En concreto, es indispensable captar las señales que manda el mercado. Con los niveles de precios obtenidos en prácticamente todas las ediciones de Taza de Excelencia, pero en particular durante la subasta de 2017, con un promedio y un máximo de 11.06 y 100.49 Dólares por Libra respectivamente,  los compradores de especialidad le otorgan un voto de confianza al café mexicano y al trabajo de un segmento de productores que no se aprecia incluido en las acciones de política pública y que en la práctica, no tiene espacios de representación. 

 

Cuando menos por algunos meses y de cara a la negociación del próximo Presupuesto de Egresos de la Federación, la re-orientación de México como potencia en la producción mundial de cafés diferenciados, debería ser la tónica. No podremos ver ya en éste sexenio la prometida recuperación de la producción y si acaso ésta se diera, será sustentada en un alto costo para los contribuyentes; pero aún es tiempo de  rescatar la verdadera vocación de la cafeticultura.

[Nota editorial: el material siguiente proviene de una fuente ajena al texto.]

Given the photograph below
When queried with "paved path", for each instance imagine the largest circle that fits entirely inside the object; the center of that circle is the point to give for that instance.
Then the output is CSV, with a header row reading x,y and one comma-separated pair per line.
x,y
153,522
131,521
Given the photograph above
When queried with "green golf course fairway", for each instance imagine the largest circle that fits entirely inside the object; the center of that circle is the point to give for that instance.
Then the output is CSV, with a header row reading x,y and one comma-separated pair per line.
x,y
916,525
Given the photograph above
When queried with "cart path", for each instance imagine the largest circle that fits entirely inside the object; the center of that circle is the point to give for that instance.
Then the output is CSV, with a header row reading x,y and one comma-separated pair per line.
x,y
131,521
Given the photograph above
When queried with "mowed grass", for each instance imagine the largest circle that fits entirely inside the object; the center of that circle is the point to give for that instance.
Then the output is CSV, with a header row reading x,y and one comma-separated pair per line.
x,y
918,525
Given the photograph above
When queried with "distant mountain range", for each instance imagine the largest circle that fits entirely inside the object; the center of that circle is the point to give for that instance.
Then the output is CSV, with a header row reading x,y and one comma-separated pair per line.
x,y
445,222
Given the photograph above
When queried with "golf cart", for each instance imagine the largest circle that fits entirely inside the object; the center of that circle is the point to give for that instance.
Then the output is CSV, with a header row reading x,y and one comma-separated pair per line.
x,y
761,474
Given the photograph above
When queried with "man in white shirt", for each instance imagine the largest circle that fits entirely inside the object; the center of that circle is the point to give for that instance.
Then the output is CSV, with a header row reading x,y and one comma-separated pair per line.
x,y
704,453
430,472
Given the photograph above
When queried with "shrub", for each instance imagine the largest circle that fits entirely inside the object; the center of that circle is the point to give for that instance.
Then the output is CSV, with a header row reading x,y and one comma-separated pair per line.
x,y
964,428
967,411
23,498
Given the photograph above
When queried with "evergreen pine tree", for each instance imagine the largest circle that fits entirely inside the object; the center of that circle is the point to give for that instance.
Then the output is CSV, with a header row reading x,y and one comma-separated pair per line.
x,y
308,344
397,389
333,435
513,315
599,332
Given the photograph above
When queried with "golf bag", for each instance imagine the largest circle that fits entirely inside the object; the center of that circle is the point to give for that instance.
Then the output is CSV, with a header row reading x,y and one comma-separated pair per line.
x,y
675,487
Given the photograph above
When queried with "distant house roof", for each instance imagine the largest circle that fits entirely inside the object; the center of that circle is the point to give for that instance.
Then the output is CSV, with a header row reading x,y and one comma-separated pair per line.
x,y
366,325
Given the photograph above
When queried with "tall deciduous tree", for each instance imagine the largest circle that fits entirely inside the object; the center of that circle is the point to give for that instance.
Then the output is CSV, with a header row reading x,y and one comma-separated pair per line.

Como alguna vez ya se ha señalado, regresar a niveles de producción promedio anual de 4.5 millones de sacos o más, sin cambiar las condiciones estructurales de producción, es sólo posponer la agonía de un sector en crisis. Si un país como México no puede garantizar un mínimo de condiciones y soporte para que los productores comprometidos con la calidad exploten su potencial y lleguen al mercado, otros países si lo harán y entonces, el encanto del café mexicano como en tantos otros temas, se habrá perdido. 

Taza de excelencia no es la panacea para todos los males que aquejan a la cafeticultura nacional, pero se asemeja mucho a una ruta estratégica que puede seguir una gran proporción de  predios cafetaleros en México.

Escenarios donde pocos productores compiten por los más altos precios de mercado, son por supuesto preferibles sobre escenarios donde muchos productores compiten por las más altas tasas de subsidios.